In 2,779 patients, 55 pairs of drugs with the potential to cause CYP-mediated DDIs occurred in 300 patients (11%), but only 26 of the patients and 6 of the drug pairs were identified by the VA Drug Alert System. Of the 461 patients receiving fluoxetine and/or paroxetine, 39 (8%) were also receiving a CYP 2D6-model substrate/drug with a narrow therapeutic index, 14 (36%) of whom were receiving high enough doses to be at moderate to high risk of a serious DDI.
VA patients on fluoxetine, paroxetine, and sertraline were equally likely to be on drugs whose metabolism is dependent on CYP 2D6, including drugs with narrow therapeutic indices. No differences were found in doses of tricyclic antidepressants (i.e., "victim" drugs), which have narrow therapeutic indices and serious dose-dependent toxicity, when co-prescribed with fluoxetine or paroxetine versus sertraline (i.e., "perpetrator" drugs), despite predictable differences in CYP 2D6-mediated clearance of these drugs.

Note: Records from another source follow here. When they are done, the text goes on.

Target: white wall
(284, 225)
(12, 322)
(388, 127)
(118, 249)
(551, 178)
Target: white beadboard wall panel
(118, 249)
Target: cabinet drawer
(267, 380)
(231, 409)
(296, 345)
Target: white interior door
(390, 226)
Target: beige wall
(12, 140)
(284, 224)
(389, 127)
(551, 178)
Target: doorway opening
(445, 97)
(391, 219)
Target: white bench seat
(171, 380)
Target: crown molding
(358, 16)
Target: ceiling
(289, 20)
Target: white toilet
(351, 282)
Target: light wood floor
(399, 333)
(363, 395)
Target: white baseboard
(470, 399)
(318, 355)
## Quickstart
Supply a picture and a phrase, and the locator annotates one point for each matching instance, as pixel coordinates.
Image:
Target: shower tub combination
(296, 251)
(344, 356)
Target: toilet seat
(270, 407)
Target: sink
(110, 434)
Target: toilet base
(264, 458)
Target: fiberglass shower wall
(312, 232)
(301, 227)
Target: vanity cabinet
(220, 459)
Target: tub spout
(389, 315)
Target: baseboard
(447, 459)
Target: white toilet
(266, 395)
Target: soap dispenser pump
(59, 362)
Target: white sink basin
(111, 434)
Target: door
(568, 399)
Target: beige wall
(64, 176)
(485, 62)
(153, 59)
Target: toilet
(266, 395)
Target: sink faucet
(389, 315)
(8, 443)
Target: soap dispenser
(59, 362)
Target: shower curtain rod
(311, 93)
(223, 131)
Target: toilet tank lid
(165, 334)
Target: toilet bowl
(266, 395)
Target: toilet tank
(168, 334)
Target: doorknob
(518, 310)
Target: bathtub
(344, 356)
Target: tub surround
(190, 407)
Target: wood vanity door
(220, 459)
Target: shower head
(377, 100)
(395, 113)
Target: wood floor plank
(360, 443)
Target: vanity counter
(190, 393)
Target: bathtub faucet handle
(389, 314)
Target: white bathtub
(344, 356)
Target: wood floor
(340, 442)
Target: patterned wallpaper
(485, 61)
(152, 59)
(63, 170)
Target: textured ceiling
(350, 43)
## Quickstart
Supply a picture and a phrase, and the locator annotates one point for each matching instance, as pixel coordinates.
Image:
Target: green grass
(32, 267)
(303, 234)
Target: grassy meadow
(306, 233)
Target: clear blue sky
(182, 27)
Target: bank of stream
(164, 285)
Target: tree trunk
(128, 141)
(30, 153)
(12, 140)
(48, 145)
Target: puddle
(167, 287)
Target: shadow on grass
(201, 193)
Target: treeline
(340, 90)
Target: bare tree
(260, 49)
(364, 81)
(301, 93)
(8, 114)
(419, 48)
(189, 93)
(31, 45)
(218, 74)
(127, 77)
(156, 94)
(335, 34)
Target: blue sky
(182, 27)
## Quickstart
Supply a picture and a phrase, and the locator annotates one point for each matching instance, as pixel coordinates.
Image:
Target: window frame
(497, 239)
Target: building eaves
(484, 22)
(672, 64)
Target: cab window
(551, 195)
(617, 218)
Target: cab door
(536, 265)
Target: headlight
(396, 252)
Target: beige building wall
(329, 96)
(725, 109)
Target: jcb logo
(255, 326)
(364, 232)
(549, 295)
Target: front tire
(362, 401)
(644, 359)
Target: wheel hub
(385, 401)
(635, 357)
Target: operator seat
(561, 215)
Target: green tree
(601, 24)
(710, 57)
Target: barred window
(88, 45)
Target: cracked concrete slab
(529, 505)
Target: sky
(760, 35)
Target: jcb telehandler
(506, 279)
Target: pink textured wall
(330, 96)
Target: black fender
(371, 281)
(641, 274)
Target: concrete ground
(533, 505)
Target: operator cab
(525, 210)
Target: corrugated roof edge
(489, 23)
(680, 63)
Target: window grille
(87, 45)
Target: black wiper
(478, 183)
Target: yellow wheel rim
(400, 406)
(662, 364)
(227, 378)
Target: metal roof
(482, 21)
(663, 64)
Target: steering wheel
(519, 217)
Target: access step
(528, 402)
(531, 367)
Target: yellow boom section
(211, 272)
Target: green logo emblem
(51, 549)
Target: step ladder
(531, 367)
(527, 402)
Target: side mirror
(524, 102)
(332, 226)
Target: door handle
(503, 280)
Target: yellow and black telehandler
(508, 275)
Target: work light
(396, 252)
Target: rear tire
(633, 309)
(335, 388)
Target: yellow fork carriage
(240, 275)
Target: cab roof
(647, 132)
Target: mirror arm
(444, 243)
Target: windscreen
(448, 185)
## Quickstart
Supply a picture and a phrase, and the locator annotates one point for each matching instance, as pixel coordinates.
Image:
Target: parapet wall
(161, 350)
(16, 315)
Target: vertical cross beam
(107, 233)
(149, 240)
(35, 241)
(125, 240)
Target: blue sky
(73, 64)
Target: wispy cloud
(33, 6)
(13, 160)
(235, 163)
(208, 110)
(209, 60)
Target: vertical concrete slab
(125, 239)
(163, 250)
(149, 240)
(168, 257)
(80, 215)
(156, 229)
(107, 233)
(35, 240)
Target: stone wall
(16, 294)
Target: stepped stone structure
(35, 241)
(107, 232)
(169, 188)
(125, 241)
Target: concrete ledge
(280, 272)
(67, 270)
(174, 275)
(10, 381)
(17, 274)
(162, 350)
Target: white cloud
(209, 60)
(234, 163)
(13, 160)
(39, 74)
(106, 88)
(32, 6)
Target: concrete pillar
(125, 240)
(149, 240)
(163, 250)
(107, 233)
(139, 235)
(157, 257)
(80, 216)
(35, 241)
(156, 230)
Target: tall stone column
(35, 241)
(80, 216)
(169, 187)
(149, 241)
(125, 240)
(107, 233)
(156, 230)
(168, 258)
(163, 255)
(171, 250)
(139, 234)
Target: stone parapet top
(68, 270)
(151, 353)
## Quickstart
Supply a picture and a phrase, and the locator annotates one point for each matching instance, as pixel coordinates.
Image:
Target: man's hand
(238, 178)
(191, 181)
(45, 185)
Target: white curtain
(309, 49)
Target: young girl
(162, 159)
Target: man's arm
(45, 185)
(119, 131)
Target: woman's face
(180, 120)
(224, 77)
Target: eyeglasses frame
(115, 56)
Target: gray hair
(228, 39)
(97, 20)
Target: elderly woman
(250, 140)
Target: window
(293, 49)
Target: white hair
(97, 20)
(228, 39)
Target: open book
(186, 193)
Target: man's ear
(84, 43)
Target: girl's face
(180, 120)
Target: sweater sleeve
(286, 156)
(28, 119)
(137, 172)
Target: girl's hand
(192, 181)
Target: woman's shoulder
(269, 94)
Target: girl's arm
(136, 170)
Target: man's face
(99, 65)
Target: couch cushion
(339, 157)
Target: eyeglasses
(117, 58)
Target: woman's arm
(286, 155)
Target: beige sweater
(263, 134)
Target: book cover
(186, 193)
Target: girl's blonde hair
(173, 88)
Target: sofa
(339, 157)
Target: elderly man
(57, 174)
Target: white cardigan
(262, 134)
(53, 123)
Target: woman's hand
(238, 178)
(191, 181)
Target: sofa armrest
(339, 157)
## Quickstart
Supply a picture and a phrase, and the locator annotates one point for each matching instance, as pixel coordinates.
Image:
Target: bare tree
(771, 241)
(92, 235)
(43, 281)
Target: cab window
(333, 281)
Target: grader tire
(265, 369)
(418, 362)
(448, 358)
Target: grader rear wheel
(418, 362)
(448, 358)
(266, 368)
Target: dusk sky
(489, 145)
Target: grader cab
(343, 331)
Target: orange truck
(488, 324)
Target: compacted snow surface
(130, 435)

服用抗抑郁药的患者更有可能同时服用多种药物,这增加了药物不良相互作用(DDIs)的风险。由于在治疗剂量下对一种或多种细胞色素P450(CYP)酶有显著抑制作用,选择性5-羟色胺再摄取抑制剂氟西汀、氟伏沙明和帕罗西汀比西酞普兰、艾司西酞普兰和舍曲林有更高的CYP介导的DDIs风险,后三者不会显著抑制任何CYP酶。
对2779名退伍军人事务部(VA)患者的处方模式进行分析,这些患者上一年有抗抑郁药处方且目前至少有一种全身活性药物的处方,以确定1)可能导致CYP介导的DDIs的药物组合的患病率,2)氟西汀、帕罗西汀或舍曲林与代谢主要依赖CYP 2D6的药物的组合频率,以及3)与舍曲林相比,服用氟西汀或帕罗西汀的患者中使用低剂量CYP 2D6底物/治疗指数窄的药物的情况。
在2779名患者中,300名患者(11%)出现了55对可能导致CYP介导的DDIs的药物组合,但VA药物警报系统仅识别出26名患者和6对药物组合。在461名接受氟西汀和/或帕罗西汀治疗的患者中,39名(8%)也在接受治疗指数窄的CYP 2D6模型底物/药物,其中14名(36%)接受的剂量足够高,有中度至高度严重DDIs风险。
服用氟西汀、帕罗西汀和舍曲林的VA患者同样有可能服用代谢依赖CYP 2D6的药物,包括治疗指数窄的药物。当三环类抗抑郁药(即“受害者”药物)与氟西汀或帕罗西汀(即“肇事者”药物)联合处方时,与与舍曲林联合处方相比,在剂量上未发现差异,尽管这些药物在CYP 2D6介导的清除方面存在可预测的差异,而三环类抗抑郁药治疗指数窄且有严重的剂量依赖性毒性。